Turns out that while the driving route said their hotel was about five miles away, Busch looked at the directions for walking, which dropped the distance to fewer than two miles.

“I’m glad I had a witness go with me, and he’s just as whipped as I am,” Busch told his fellow championship contenders while FaceTiming with them.

“[I was] zig-zagging in and out of traffic, and it was pretty awesome. And I was in the middle of the street for a while.”

Eventually, Hamlin, Truex and Harvick figured out how Busch got the best of them. Obviously, they were in disbelief that Busch ran a 4.5-minute mile in shoes borrowed from the cameraman who tagged along, but not even two miles in 20 minutes makes a lot more sense.

“We just realized we got whamboozled, absolutely whamboozled,” Hamlin said in a video afterward. “We Wazed it at 5.2 miles. That seems like a really long way. However, if you click the ‘walk’ button, he only had to travel 1.8 miles. … He still put a decent pace on it. It is 30-some degrees out here.”

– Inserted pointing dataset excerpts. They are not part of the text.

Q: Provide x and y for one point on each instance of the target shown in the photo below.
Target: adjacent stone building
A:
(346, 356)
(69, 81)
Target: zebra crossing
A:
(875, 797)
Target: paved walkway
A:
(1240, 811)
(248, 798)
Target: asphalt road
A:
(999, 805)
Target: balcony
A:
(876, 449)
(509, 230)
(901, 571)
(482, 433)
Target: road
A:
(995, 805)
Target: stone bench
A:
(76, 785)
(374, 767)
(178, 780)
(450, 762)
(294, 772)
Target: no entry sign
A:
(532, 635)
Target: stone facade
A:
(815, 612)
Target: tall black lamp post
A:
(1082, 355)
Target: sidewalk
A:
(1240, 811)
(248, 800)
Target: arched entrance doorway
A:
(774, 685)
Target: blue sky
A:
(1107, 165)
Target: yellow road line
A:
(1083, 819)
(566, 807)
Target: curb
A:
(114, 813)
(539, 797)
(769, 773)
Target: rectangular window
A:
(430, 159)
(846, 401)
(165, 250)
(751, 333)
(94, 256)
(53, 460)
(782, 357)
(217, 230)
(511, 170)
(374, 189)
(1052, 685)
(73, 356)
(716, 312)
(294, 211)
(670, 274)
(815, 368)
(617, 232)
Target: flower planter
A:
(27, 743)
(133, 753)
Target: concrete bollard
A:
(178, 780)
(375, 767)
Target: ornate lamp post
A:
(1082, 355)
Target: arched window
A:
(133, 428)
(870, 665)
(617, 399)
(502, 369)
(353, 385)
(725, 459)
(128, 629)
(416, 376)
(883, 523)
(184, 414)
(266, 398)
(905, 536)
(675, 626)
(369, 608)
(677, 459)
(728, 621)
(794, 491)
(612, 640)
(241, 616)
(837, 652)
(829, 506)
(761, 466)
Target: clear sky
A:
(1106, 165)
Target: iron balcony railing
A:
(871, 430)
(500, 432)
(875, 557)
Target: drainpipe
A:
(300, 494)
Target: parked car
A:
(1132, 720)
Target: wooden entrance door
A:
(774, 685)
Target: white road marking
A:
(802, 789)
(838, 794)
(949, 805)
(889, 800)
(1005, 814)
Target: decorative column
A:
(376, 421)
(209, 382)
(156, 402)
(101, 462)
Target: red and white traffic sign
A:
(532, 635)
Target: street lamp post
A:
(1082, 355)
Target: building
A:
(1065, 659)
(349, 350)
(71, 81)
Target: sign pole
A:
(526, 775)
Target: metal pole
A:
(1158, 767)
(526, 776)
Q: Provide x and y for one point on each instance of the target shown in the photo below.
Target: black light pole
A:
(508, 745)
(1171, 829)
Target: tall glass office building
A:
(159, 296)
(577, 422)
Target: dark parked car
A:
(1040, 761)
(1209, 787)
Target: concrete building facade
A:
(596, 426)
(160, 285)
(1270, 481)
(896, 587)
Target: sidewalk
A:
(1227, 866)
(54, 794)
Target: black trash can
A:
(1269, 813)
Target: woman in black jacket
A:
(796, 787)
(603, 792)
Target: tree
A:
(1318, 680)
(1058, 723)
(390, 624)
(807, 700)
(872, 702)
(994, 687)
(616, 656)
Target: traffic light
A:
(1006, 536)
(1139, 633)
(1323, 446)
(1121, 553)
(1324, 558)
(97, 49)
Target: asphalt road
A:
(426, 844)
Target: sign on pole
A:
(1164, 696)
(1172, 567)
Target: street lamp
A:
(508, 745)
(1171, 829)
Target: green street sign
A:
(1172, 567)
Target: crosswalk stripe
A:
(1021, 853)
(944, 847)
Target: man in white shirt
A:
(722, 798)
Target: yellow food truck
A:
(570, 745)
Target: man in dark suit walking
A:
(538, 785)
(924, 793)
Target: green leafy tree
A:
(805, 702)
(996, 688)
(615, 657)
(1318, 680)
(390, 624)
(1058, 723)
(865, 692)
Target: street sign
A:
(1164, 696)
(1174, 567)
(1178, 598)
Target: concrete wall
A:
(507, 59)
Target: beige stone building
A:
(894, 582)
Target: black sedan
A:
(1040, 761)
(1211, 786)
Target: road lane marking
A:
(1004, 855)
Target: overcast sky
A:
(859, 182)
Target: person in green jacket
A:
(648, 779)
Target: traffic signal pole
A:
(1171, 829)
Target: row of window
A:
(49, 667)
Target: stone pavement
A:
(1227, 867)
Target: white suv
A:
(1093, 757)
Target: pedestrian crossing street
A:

In the end, they combine to owe Busch “about a grand,” Harvick said at media day. But the three NASCAR drivers weren’t the only ones to get in on the bet, Truex told FTW.

During the press conference for the championship drivers Thursday, Busch said Truex still hasn’t paid up yet, and the No. 19 Toyota driver joked he’s “on a payment plan.”

“Although Kyle’s run was impressive, would have been more impressive if he would have had boots on and carrying a camera like the other guy,” Hamlin said.

But in addition to owing Busch money, Harvick had another form of punishment Tuesday as they finished their commute back to the hotel.

“I carried [his] shoes,” Harvick said Thursday of the kicks Busch changed out of. “I felt like I was obligated in losing the bet to carry his shoes back.”